Quel est votre Jésus ?

Frères et sœurs, quelle image vous faîtes-vous de Jésus ? Il ne suffit pas de dire avec Pierre « tu es le Christ », mais de quel Christ parlons-nous ? Grand, petit, brun blond, cheveux filasse ou bouclés, généreux, boudeur… ? Chacun de nous se fait une idée, et c’est d’ailleurs pour moi la raison pour laquelle il m’est si difficile de voir un film où apparaît Jésus, fût-il aussi beau que celui de Pasolini : le Jésus que je vois n’est pas « mon » Jésus.

Jésus de Mel Gibson

Mais je vais préciser ma question : ce Jésus dont vous concevez l’image est-il réaliste ? Je ne parle pas du Jésus sanglant de Mel Gibson, mais de ce Messie pauvre, humilié, blessé, délaissé qu’annonce aujourd’hui le livre d’Isaïe ; ou de celui rejeté, tué, qui plus est comme ils le verront plus tard, crucifié, que Jésus propose à ses disciples ? Je crois que n’importe lequel d’entre nous aurait aujourd’hui autant de mal que Pierre en a eu à son époque.

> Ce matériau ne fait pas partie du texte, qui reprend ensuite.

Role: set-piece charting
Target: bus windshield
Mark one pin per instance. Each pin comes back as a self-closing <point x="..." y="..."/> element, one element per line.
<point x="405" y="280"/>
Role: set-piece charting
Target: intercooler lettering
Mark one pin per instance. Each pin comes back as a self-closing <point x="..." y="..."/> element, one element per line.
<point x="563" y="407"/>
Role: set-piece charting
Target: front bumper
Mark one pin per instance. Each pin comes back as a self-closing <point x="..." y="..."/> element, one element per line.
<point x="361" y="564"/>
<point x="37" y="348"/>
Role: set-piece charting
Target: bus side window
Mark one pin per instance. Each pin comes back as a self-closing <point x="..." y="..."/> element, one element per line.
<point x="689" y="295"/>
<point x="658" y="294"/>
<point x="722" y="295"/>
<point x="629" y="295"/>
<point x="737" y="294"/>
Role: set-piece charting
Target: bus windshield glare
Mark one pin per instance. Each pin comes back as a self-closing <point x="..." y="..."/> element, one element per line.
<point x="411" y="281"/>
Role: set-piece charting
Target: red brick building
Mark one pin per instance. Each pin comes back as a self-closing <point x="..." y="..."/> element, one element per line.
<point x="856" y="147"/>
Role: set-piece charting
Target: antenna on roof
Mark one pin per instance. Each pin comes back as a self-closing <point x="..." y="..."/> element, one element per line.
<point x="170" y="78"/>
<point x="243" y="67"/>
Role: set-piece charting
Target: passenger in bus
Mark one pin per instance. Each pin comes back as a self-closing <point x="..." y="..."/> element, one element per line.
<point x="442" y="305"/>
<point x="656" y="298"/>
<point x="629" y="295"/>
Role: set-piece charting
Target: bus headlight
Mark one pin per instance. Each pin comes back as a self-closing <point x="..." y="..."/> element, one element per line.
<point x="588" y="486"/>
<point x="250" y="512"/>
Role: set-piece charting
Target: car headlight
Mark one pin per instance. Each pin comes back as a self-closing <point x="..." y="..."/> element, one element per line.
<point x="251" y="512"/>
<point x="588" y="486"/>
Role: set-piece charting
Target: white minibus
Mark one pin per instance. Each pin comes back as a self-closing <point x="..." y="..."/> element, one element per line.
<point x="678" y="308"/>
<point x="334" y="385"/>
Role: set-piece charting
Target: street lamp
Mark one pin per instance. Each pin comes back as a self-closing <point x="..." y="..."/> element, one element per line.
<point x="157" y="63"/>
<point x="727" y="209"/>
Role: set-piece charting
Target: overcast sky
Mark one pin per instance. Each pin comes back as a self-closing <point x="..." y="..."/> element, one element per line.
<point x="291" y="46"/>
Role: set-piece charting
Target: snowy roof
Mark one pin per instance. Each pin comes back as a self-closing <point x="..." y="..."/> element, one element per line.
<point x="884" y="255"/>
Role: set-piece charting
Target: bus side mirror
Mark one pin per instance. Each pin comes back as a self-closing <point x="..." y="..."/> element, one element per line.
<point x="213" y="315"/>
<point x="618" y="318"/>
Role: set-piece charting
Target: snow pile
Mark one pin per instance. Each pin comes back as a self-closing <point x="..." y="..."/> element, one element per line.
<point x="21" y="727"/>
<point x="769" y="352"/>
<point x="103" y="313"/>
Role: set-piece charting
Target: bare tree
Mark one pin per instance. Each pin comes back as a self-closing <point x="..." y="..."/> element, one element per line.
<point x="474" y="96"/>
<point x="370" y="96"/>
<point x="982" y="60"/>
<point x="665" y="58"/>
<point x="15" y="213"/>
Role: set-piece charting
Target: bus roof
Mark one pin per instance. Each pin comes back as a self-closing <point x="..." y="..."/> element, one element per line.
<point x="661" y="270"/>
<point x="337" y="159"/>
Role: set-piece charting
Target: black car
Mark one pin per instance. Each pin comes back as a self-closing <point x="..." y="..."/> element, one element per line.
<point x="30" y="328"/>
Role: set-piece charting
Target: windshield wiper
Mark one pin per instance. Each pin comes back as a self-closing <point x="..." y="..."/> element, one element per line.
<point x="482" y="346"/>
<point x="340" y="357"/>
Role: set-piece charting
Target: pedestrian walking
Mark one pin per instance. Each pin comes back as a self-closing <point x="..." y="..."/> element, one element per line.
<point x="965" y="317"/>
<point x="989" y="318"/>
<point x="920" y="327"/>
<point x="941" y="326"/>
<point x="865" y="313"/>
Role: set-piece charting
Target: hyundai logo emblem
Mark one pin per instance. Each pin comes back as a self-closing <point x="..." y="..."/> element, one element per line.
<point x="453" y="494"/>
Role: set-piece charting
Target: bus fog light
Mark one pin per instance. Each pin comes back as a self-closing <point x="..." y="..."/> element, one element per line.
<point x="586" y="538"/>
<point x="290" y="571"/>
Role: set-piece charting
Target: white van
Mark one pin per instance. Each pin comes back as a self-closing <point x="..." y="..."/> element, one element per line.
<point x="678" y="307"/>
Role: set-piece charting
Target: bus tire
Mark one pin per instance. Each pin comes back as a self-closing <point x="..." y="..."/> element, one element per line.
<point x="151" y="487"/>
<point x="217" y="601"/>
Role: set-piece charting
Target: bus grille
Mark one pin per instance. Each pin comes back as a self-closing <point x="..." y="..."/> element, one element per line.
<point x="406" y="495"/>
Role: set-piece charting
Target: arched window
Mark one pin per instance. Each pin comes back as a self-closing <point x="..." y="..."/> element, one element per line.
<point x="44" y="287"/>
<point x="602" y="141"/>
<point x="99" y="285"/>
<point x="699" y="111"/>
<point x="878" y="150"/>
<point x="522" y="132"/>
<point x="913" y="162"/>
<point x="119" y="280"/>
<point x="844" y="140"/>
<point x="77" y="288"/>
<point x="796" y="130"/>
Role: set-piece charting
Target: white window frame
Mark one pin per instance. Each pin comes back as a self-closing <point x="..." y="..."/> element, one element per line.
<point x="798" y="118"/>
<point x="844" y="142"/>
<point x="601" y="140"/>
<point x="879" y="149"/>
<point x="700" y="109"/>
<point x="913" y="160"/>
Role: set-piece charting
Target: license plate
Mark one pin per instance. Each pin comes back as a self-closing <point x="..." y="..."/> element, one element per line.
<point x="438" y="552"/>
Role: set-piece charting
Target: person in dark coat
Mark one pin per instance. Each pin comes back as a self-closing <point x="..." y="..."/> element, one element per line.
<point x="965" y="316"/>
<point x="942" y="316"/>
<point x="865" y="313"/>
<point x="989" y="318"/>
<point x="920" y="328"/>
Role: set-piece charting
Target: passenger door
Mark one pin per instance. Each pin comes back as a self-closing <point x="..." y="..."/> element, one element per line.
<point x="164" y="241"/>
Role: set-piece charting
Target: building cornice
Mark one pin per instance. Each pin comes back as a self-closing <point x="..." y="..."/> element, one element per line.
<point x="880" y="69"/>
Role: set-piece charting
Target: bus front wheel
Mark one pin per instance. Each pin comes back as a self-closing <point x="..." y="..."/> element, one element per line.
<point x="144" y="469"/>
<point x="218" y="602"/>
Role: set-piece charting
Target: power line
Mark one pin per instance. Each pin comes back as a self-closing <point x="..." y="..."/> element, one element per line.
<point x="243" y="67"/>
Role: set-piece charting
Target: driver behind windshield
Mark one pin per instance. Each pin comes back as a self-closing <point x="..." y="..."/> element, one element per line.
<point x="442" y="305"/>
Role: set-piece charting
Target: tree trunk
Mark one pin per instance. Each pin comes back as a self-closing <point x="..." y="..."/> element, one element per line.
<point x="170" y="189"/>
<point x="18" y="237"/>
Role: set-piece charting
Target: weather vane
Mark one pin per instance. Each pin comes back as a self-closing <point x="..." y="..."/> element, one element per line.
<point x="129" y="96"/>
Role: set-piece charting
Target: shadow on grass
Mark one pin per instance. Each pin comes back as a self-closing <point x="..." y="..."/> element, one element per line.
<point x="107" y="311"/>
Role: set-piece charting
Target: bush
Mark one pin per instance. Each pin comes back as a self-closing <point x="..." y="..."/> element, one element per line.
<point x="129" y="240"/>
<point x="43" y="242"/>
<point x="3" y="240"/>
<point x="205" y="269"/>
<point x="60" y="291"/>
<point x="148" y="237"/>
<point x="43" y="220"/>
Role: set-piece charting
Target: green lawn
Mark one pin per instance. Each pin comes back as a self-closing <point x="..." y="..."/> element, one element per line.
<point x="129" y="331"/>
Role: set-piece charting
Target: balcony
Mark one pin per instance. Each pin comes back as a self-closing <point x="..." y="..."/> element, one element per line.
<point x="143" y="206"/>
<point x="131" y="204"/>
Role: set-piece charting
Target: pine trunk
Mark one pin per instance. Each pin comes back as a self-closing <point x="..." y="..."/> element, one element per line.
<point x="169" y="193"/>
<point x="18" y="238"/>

En fait, j’ai le sentiment que, pour une part plus ou moins grande, nous idéalisons tous Jésus, que nous le voyons tel que nous voudrions qu’il soit et non pas tel qu’il fût vraiment ou tel qu’il voudrait être pour nous : par peur d’une telle image, par peur de ce qu’il est et de ce qu’il pourrait nous demander. J’y vois l’une des raisons pour lesquelles il nous est si difficile de le reconnaître dans ce mendiant couché à notre porte, dans ce vieillard oublié dans sa maison de retraite, dans cet handicapé aux membres désarticulés, dans cette veuve isolée… Du coup, nous sommes bien souvent de ces personnes dont nous a parlé la lettre de Jacques et dont la foi manque cruellement de mise en œuvre.

Sans doute faut-il souligner que, même en ayant dans nos cœurs et nos pensées la réalité d’un Jésus pauvre et délaissé, cela ne suffit pas toujours à faire le pas décisif de le reconnaître dans ceux qui présentent ce visage : je pense souvent à cet égard à notre père Saint François devant son fameux lépreux. Pour le dire avec les mots de Jésus, renoncer à soi-même, prendre sa croix et suivre notre Sauveur ne vont jamais de soi, même si, pour une part, nous voudrions y répondre parce que nous savons que c’est la meilleure des choses pour nous.

C’est ici qu’intervient, me semble-t-il, la prière, cette prière à laquelle Jésus lui-même était fidèle : pour nous, dans les moments les plus difficiles, elle ne vise pas vraiment à modifier une situation, encore moins à changer ceux qui sont en face de nous le cas échéant comme le lépreux de François, qui reste un lépreux. Non, la prière vient modifier notre propre cœur pour le rendre plus « saignant », plus compatissant, plus en phase avec celui de Jésus. La prière nous transforme nous, et c’est pourquoi elle nous permet ensuite de faire ce que nous ne nous serions pas crus capables de faire. Comme de recevoir le Christ tel qu’il est et de perdre notre vie pour notre prochain.